Die Figur des Ganesh ist vermutlich mit einer in der damaligen Zeit bei Reisenden beliebten Bus-Agentur gleichzusetzen, die den Namen „Ganesh-Travel“ trägt. Gleichzeitig ist Ganesh auch eine Gottheit aus dem Hinduismus, einer populären Religion der Zeit. Einzuordnen ist das Werk in den Kontext der neueren Zweifel-Lyrik, möglicherweise ist es also noch nicht allzu alt. Eine genauere Datierung ist allerdings ohne bessere Kenntnisse über den Autor nicht möglich.
Gerade die ersten Strophen beschreiben bildhaft, wie das Ausharren an einer vermutlich trostlosen Straße irgendwo im indischen Hinterland an den Nerven des Wartenden zu zehren scheint. Der Autor, vielleicht auch das Autorenkollektiv, schreibt von Lichtern in der Ferne, von Warten und der Hoffnung auf Erleuchtung. Die Erleuchtung ist vermutlich doppeldeutig und neben den Scheinwerfern der Fahrzeuge wieder eine Anspielung auf die göttliche Einbettung der Geschichte.

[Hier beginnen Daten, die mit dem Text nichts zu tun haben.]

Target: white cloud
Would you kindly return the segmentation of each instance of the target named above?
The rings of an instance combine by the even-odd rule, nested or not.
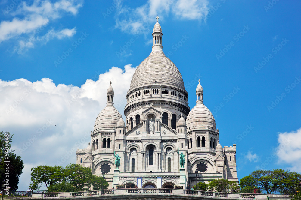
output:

Im Anschluss dehnt der Autor das gewählte Versmaß bis ins Unerträgliche, die zuvor gewählte Struktur wird also aufgebrochen und so entsteht ein noch klarerer Bruch, eine Verstärkung der Unsicherheit des Wartens. Kommt der Bus, oder kommt er vielleicht nicht? Ist es vielleicht schon das nächste Paar strahlender Lichtkegel oder wird die Enttäuschung wieder Überhand gewinnen? In diesem Spannungsfeld sind die nächsten Absätze zu lesen.
In der zweiten Hälfte des Werkes kippt dann langsam, aber stetig die zuvor noch hoffnungsvolle Stimmung des Wartens. Immer klarer werden Motive der Frustration, des Aufbegehrens und des Hasses. Der Text beschreibt Schreie und wird auch zunehmend obszöner. So werden große Emotionen heraufbeschworen, ein emotionaler Höhepunkt entsteht. Zum ersten Mal wird auch klar, wie spät die beschriebene Situation tatsächlich war. Es wird von 3 Uhr Nachts geschrieben. Da hier der Höhepunkt der Frustration zu finden ist, ist aber anzunehmen, dass die Situation schon einen langen Vorlauf hatte. Es ist kaum zu weit hergeholt zu behaupten, dass der Wartende schon seit 21:30 Uhr an der Straße wartet. Anders wäre die Frustration nur schwer nachvollziehbar.
Das Ende dieses vorzüglichen Beispiels einer ansonsten eher inhaltslosen Epoche beschreibt die Resignation und die Lehre, die die Hauptfigur aus der Nacht ziehen musste. Er scheint wohl, wann immer es ihm möglich ist, zu versuchen auf den Zug umzusteigen. Ob das besser funktioniert, und ob er so an sein Ziel kommt lässt der Autor gekonnt offen. So entsteht eine Unklarheit die typisch für die neuere Zweifel-Lyrik ist und das Werk zu einem Meisterwerk seiner Epoche macht die ansonsten geprägt ist von Werken wie „Im Zweifel nichts Neues“ oder „Wie du mir, so ich was?“. Gerade diese Unsicherheit ist letztlich namensgebend für die Epoche.
Ganesh, oh Ganesh ist also Lyrik in ihrer Höchstform.